There were clear responsibilities, roles and systems of accountability to support good governance and management.

  • Structures, processes and systems to support good governance and management were clearly set out, understood and effective. The governance and management of partnerships, joint working arrangements and shared services promoted interactive and co-ordinated person-centred care.
  • Staff were clear on their roles and accountabilities.
  • Leaders had established proper policies, procedures and activities to ensure safety and assured themselves that they were operating as intended.

Managing risks, issues and performance

There were clear and effective processes for managing risks, issues and performance.

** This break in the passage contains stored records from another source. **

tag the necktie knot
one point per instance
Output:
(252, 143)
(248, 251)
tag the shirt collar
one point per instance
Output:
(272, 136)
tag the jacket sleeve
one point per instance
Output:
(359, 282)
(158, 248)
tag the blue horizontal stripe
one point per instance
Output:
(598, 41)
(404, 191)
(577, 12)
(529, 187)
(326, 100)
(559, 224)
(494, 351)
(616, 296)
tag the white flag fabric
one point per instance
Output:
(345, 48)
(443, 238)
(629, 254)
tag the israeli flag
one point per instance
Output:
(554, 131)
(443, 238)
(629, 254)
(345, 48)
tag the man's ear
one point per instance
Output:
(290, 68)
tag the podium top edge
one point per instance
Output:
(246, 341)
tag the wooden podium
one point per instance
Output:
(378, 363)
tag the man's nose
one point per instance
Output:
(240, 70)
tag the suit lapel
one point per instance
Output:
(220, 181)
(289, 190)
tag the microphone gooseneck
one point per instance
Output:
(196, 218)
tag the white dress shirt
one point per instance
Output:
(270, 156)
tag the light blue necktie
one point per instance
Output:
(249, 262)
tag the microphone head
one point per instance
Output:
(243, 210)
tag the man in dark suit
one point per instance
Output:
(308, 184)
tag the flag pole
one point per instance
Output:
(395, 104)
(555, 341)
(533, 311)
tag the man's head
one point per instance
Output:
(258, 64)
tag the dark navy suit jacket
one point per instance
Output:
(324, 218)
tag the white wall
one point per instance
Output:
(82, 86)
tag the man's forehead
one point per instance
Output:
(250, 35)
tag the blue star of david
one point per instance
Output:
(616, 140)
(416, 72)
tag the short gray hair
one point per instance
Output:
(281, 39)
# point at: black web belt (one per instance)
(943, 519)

  • There was an effective, process to identify, understand, monitor and address current and future risks including risks to patient safety.
  • The service had processes to manage current and future performance. Performance of clinical staff could be demonstrated through audit of their consultations.
  • Clinical audit had a positive impact on quality of care and outcomes for patients. There was clear evidence of action to change services to improve quality.
  • The provider had plans in place and had trained staff for major incidents.

Appropriate and accurate information

The service acted on appropriate and accurate information.

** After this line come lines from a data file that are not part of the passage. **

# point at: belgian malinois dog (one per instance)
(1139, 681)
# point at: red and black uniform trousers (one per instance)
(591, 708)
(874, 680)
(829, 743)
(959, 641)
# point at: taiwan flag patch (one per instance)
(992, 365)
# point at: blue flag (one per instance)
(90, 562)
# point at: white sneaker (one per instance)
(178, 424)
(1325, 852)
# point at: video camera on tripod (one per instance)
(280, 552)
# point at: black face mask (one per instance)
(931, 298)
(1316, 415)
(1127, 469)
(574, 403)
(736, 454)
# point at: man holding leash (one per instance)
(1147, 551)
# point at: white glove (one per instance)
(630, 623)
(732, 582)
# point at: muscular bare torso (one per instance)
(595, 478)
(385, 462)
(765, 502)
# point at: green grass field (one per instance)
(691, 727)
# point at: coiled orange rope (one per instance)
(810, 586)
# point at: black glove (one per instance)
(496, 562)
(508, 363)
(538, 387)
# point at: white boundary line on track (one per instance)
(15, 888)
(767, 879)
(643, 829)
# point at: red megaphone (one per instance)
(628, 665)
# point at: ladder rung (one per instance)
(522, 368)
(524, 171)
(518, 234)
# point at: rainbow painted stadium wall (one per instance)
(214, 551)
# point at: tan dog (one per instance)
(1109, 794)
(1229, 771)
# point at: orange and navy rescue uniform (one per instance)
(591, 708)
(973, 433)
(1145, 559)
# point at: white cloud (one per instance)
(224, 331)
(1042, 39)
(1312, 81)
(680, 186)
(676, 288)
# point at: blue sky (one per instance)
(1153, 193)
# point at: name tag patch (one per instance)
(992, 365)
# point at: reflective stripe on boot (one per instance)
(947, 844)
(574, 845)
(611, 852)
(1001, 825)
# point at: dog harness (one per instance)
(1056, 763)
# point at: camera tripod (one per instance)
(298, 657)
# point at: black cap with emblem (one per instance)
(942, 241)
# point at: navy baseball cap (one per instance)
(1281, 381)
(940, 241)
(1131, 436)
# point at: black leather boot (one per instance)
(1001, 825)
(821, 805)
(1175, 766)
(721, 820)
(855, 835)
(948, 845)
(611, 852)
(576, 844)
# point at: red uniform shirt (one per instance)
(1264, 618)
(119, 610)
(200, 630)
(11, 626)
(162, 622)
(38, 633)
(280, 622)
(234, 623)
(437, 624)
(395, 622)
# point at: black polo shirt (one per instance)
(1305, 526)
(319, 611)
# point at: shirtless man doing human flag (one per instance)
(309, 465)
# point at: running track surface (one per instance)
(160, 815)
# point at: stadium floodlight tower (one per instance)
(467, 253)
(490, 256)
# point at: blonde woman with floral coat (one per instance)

  • Quality and operational information was used to ensure and improve performance. Performance information was combined with the views of patients.
  • Quality and sustainability were discussed in relevant meetings where all staff had sufficient access to information.
  • The service used performance information which was reported and monitored and management and staff were held to account.
  • The information used to monitor performance and the delivery of quality care was accurate and useful. There were plans to address any identified weaknesses.
  • The service submitted data or notifications to external organisations as required.
  • There were robust arrangements in line with data security standards for the availability, integrity and confidentiality of patient identifiable data, records and data management systems.

Engagement with patients, the public, staff and external partners

The service involved patients, the public, staff and external partners to support high-quality sustainable services.

  • The service encouraged and heard views and concerns from the public, patients, staff and external partners and acted on them to shape services and culture.
  • The provider gathered feedback from patients after every consultation.
  • Staff could describe to us the systems in place to give feedback. For example through appraisal and at clinical governance meetings.

Continuous improvement and innovation

There were evidence of systems and processes for learning, continuous improvement and innovation.

  • There was a focus on continuous learning and improvement.
  • Leaders and managers encouraged staff to take time out to review individual and team objectives, processes and performance.
  • There were systems to support improvement and innovation work.